Rees said, for her, “the most emotional thing was coming face to face with hostage families.”

The crowd heard from the parents of Oz Daniel, 19, who was killed and abducted by Hamas terrorists on October 7; the relatives of Ron Benjamin, 52, who was murdered and abducted; and the relatives of hostage Omer Neutra, 22.

Relatives of Israeli hostage Omer Neutra speaking at a pro-Israel rally in London, June 2 (PHOTO: allisraelnews)

Oz’s mother said they were not “political people” but the issue of the “unconditional release of the hostages is not a political issue, but a humanitarian issue, one that should concern every human being around the world.”

Referring to the Eurovision 2024 song, Hurricane, performed by Eden Golan in Malmö Sweden last month, when the British public awarded Israel their full vote of 12 points, despite the UK jury not granting any points for the song, Rees said: “Hurricane/October Rain was sung by us all, which never fails to reduce me to tears, because that ultimately is what it’s all about.”

Eurovision censored Israel’s original entry, October Rain, claiming it was too political for its emotional portrayal of Israel’s trauma since the October 7 Hamas terror attack, kidnappings and ongoing war.

On Monday morning, Israeli news channels reported that the remains of Dolev Yehud, 35, were discovered in Israel. He was thought to have been taken hostage. This brings the number of hostages remaining in Gaza, both alive and deceased, to 120.

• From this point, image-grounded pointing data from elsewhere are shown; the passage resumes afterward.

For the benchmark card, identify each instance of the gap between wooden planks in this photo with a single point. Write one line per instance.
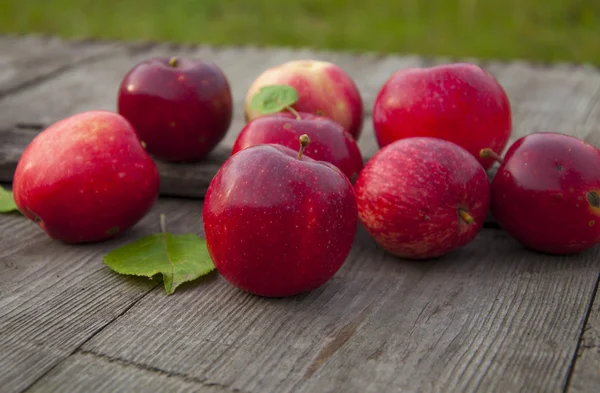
(561, 99)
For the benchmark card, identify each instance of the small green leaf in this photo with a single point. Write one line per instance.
(7, 201)
(274, 98)
(179, 258)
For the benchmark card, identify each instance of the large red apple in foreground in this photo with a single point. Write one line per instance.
(546, 193)
(324, 89)
(329, 141)
(460, 102)
(86, 178)
(422, 197)
(181, 108)
(278, 223)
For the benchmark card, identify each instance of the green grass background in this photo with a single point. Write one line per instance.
(544, 30)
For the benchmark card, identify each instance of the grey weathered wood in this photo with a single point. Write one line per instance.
(54, 297)
(491, 317)
(586, 370)
(26, 60)
(85, 372)
(543, 98)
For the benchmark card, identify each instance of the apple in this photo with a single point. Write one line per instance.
(458, 102)
(324, 89)
(181, 108)
(86, 178)
(278, 223)
(422, 197)
(329, 140)
(546, 192)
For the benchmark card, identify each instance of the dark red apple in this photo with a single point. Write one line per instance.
(324, 89)
(546, 193)
(278, 223)
(329, 140)
(422, 197)
(181, 108)
(86, 178)
(459, 102)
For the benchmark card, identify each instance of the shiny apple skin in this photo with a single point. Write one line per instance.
(86, 178)
(276, 225)
(324, 89)
(410, 192)
(181, 112)
(329, 141)
(459, 102)
(543, 193)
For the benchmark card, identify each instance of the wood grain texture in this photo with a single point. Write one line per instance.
(586, 369)
(492, 317)
(54, 297)
(27, 60)
(85, 372)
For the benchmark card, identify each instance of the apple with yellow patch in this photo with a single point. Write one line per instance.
(324, 89)
(422, 197)
(86, 178)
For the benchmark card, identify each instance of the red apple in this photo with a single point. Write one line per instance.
(461, 103)
(181, 108)
(329, 141)
(324, 89)
(422, 197)
(546, 193)
(86, 178)
(278, 223)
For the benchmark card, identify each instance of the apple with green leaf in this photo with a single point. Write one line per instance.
(329, 140)
(459, 102)
(546, 192)
(422, 197)
(278, 223)
(324, 89)
(86, 178)
(181, 108)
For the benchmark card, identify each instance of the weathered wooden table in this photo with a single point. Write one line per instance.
(491, 317)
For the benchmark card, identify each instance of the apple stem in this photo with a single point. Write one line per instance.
(465, 216)
(304, 141)
(489, 153)
(294, 112)
(163, 223)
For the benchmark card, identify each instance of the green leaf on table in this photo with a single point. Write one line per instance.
(179, 258)
(7, 201)
(274, 98)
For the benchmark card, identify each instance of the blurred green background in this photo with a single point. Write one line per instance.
(545, 30)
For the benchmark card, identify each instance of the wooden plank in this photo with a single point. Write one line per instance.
(84, 373)
(490, 317)
(586, 369)
(562, 99)
(54, 297)
(25, 60)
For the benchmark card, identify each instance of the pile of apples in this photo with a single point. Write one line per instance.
(280, 215)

45 000 join New York Israel Day march

Meanwhile, in New York, an estimated 45 000 participants took part  in the city’s annual Israel Day march on Fifth Parade on Sunday.

Spectators holding Israeli flags ran five rows deep along one side of Fifth Avenue. The other side, closed to the public, was lined with fences bearing photos of the Otober 7 hostages.

Usually a jubilant affair, the annual parade now in its 59th year — dubbed “Celebrate Israel” in the past — was markedly more somber this year in the wake of October 7.

Mark Treyger, CEO of the Jewish Community Relations Council, said earlier this week that the event would focus on solidarity, strength and resilience.

“This is not a mood of confetti and music,” Treyger said. “This is more of a mood of unwavering, ironclad solidarity with hostages to bring them home, and also our unwavering love and pride in our Jewish identity.”

There was never a thought of canceling the parade this year, Treyger said, despite what he termed an astronomical rise in antisemitism across the United States.

“This is a moment that we have to meet,” he said.